As It Stands Now...
Well, as we know things have not been going well for me lately. I am not sure if I posted (pretty sure I didn't) about my manager telling me that she notices I have not been "focused" lately at work. She actually said that she has noticed this for about 2 months or so. I had to break down and explain things to her, which is not a bad thing. She knew I was Bipolar so me explaining gave her insight into what it is I am dealing with.
I went to the crack dealer yesterday and she gave me Abilify and 25 mgs of Seroquel to take if the Ambien or Xanax can't get me to sleep. Took the Abilify last night and it made me hazy but not totally sleepy. I took Ambien and slept like a baby. I've been having night sweats, not too sure what's up with that. I am a little tired today, but it's not that bad.
My boyfriend resurfaced yesterday and stayed the night. Apparently when I decided to "let him go" it got his attention. Things were weird, but they are getting to be a little more familiar, slowly. I am still not calling him, I wait for him to call me, and he called 6 times yesterday.

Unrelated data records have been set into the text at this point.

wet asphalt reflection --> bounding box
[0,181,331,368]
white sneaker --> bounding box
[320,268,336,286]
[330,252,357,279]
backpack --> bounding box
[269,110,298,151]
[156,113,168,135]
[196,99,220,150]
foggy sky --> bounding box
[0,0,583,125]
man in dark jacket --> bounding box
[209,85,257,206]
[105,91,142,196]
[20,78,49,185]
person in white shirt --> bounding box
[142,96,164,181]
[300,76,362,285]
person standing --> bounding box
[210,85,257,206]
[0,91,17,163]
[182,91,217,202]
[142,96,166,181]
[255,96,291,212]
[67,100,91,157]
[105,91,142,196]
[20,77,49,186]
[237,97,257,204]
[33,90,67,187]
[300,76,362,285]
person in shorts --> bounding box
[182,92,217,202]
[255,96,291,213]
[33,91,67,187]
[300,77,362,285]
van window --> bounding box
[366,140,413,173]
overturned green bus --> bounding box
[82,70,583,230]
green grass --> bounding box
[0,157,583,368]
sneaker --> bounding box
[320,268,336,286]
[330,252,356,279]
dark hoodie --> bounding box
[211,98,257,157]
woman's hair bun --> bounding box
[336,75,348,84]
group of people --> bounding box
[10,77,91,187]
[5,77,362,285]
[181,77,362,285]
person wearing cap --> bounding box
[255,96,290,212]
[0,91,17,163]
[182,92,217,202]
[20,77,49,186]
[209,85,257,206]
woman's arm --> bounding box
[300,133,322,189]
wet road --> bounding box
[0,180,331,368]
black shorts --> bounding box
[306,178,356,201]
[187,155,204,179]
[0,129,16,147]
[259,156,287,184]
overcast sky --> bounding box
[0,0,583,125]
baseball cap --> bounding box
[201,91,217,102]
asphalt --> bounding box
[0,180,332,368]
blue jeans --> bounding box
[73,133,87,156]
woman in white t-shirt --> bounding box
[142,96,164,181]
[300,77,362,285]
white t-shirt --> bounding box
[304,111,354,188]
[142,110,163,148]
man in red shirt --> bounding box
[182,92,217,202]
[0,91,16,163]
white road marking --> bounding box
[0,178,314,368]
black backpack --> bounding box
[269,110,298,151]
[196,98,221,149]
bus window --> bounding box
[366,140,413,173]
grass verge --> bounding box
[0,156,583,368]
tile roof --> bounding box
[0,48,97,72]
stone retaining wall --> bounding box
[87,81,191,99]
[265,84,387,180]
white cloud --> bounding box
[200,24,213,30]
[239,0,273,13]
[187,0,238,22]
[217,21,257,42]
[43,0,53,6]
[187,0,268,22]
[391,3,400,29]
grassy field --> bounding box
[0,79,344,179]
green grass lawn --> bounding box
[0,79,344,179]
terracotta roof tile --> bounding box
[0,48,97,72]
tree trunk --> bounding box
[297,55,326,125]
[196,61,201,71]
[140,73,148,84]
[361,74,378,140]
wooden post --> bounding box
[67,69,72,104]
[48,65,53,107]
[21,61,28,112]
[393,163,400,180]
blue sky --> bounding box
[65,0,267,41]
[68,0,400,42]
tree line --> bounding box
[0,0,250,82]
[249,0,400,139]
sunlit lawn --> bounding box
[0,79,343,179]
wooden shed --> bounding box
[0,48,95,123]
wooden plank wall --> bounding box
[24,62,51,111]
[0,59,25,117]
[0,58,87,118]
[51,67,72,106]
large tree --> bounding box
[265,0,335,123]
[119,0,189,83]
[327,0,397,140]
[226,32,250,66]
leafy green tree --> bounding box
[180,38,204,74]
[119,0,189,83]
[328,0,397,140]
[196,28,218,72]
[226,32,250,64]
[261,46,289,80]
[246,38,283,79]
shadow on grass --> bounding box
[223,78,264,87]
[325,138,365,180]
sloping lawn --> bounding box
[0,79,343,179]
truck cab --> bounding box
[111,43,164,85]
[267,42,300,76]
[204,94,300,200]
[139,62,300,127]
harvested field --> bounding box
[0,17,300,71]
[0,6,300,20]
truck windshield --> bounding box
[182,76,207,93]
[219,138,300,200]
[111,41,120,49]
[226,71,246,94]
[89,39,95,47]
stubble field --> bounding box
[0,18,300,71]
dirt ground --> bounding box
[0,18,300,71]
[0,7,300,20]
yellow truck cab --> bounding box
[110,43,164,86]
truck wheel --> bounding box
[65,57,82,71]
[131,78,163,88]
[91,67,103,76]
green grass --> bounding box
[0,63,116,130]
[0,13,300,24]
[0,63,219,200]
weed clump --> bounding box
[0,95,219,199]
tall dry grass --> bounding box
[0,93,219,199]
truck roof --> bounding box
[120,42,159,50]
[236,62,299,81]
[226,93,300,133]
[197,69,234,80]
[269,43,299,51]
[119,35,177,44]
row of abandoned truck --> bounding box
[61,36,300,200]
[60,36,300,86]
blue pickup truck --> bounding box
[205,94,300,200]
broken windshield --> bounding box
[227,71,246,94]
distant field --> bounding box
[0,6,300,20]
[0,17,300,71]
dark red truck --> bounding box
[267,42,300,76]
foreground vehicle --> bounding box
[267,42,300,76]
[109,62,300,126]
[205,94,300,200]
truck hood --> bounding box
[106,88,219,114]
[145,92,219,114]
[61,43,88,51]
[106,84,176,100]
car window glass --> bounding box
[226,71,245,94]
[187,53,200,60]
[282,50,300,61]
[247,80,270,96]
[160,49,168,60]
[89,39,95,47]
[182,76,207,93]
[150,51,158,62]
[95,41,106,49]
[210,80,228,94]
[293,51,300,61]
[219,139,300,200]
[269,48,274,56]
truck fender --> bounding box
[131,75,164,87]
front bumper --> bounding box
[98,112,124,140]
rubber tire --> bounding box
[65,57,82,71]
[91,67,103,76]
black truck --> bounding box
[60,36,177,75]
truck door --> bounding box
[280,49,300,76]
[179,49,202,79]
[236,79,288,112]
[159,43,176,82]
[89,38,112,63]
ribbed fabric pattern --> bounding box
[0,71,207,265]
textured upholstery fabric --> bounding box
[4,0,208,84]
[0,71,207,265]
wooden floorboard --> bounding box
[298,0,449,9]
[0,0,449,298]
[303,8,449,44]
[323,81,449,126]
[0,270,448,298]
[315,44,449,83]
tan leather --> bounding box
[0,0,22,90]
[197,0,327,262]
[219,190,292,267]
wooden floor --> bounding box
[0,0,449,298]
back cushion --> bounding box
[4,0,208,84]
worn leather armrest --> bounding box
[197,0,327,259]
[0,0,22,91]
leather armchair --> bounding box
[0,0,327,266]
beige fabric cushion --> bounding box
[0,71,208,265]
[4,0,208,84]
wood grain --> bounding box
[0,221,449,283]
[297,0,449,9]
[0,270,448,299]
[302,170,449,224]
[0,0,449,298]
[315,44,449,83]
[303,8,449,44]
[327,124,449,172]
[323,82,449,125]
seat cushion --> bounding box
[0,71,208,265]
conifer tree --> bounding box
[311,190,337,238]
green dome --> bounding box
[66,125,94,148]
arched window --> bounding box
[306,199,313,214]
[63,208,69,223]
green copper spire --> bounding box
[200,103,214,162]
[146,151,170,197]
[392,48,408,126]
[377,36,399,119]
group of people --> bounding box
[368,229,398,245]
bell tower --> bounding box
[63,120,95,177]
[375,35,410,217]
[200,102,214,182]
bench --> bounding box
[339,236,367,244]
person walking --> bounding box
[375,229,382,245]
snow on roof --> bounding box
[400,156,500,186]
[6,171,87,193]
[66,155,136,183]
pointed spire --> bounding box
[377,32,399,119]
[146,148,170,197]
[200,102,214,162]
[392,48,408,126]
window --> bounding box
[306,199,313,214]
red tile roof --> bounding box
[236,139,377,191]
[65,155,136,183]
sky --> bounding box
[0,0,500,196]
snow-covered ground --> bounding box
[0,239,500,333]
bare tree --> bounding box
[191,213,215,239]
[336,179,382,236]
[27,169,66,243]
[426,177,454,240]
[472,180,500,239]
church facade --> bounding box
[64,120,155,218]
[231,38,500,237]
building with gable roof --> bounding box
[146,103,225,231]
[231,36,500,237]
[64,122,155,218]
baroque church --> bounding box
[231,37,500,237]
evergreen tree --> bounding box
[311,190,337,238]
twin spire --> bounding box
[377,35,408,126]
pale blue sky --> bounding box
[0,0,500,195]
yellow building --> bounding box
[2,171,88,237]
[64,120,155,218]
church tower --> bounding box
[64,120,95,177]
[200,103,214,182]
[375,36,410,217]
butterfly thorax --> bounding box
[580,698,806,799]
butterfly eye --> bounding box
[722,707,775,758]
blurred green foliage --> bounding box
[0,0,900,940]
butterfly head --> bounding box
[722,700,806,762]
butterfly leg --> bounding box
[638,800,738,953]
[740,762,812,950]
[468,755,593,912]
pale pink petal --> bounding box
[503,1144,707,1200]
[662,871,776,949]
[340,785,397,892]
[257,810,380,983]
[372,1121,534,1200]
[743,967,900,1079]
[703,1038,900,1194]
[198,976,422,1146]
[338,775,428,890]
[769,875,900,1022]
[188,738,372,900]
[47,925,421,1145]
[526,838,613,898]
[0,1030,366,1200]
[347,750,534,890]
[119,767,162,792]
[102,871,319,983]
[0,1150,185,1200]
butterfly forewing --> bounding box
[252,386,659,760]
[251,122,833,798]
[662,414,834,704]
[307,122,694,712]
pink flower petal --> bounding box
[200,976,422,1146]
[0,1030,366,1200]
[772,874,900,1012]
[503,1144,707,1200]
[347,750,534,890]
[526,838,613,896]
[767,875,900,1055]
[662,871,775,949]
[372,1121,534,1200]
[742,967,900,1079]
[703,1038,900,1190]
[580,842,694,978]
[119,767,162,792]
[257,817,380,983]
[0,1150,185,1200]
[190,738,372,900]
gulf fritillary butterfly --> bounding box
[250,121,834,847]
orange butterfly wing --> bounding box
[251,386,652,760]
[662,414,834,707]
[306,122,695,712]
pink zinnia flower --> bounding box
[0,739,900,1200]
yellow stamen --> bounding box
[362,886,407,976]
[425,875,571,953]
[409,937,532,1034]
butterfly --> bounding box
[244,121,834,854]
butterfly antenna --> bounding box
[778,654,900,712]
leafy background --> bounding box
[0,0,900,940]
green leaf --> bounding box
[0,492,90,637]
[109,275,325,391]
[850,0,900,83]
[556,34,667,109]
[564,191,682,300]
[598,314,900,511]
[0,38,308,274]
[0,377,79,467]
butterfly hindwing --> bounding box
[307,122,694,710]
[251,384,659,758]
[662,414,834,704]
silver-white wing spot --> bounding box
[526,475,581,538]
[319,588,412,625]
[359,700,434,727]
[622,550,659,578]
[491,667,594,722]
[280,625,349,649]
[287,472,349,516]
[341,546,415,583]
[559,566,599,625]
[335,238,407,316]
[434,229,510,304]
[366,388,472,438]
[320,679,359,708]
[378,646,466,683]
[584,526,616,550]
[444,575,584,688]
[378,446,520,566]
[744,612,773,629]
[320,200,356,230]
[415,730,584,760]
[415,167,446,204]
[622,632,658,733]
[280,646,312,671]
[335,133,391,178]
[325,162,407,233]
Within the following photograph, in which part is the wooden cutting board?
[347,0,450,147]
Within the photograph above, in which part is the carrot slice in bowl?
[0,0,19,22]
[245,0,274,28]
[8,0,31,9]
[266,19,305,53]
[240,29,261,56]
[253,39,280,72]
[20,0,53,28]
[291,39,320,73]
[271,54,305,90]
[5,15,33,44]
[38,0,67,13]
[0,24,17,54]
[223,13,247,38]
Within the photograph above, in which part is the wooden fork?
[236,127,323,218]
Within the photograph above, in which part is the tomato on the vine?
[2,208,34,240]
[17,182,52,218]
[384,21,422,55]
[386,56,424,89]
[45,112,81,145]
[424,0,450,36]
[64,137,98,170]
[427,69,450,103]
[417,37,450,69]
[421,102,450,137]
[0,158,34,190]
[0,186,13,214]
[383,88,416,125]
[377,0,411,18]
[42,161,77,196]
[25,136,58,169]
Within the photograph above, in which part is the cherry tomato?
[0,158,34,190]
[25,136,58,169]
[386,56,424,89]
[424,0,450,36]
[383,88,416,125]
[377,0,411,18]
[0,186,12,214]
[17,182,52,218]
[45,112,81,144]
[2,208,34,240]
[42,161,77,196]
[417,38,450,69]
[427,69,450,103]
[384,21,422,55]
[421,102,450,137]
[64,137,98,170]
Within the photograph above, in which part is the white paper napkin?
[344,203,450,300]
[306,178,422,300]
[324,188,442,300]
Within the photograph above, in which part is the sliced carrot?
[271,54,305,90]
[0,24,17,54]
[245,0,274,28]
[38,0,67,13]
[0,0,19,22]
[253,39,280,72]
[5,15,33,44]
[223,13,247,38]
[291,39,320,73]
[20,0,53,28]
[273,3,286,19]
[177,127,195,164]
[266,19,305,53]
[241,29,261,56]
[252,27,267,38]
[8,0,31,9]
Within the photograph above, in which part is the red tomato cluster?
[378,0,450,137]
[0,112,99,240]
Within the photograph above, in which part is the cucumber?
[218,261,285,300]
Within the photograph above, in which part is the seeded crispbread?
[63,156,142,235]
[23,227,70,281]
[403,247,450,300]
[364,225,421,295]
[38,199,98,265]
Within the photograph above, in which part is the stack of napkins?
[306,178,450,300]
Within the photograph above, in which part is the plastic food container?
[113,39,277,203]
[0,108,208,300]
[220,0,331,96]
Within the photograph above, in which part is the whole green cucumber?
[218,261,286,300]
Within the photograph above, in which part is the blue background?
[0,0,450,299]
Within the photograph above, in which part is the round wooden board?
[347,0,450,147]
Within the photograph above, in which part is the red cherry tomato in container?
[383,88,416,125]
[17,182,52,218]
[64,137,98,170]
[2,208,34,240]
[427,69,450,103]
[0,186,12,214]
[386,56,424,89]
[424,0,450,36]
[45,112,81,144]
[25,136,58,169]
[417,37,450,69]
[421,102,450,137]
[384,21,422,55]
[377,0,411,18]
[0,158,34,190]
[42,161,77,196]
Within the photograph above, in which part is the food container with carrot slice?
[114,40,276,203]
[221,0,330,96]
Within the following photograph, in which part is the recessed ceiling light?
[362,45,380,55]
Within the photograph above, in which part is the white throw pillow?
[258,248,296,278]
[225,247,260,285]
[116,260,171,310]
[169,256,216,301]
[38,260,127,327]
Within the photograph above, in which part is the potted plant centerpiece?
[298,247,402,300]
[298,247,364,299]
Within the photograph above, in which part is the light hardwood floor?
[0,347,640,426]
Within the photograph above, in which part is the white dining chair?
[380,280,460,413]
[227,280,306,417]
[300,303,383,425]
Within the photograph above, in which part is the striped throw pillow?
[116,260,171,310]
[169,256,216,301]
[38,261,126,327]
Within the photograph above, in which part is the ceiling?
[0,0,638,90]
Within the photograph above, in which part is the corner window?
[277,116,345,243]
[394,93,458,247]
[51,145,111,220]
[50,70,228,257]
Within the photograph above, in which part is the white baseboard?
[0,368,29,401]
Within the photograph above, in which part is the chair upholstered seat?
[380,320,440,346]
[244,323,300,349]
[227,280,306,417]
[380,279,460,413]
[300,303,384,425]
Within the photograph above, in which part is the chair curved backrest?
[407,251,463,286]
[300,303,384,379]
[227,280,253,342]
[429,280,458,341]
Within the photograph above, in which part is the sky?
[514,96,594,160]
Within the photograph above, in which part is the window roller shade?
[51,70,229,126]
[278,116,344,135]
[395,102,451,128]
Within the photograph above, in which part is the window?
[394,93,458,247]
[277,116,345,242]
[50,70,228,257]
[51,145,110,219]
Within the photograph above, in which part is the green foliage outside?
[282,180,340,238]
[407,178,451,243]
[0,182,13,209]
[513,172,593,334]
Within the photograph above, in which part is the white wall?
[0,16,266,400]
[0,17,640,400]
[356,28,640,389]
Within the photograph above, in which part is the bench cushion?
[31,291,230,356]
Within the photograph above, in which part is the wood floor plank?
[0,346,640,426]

Oh, I have to go back to work, they moved my cube since too many people were stopping to talk to me. My cube was right next to the coffee machine, the talking was kind of unavoidable.


2 Comments:
So how are things with the boyfriend? Did a little time away from you make him realize what he has with you? I hope so. Interesting how they start to see things differently when we stay away from them.
He called 4 times today and summonsed me to dinner at about 7:00 this evening. He didn't ask, he was just like meet me at Clydes (one of my favorites) in 30 minutes. Once I finished telling him not to take me for granted he asked politely and I agreed to dinner.
He was hanging here for a while and then she started calling. She called him 8 times in a row and fianlly he just left. He said he wouldn't be able to relax because he knew there was going to be a lot of drama with her this evening. I am okay with his decision although I don't think he knows it.
I think he realizes that he was screwing up and didn't want to lose what he had with me. I did not call him today, instead waited for him to pick up the phone, and he obviously did. I am redirecting my energy so that he isn't everything to me. I love him so much, but I am being careful.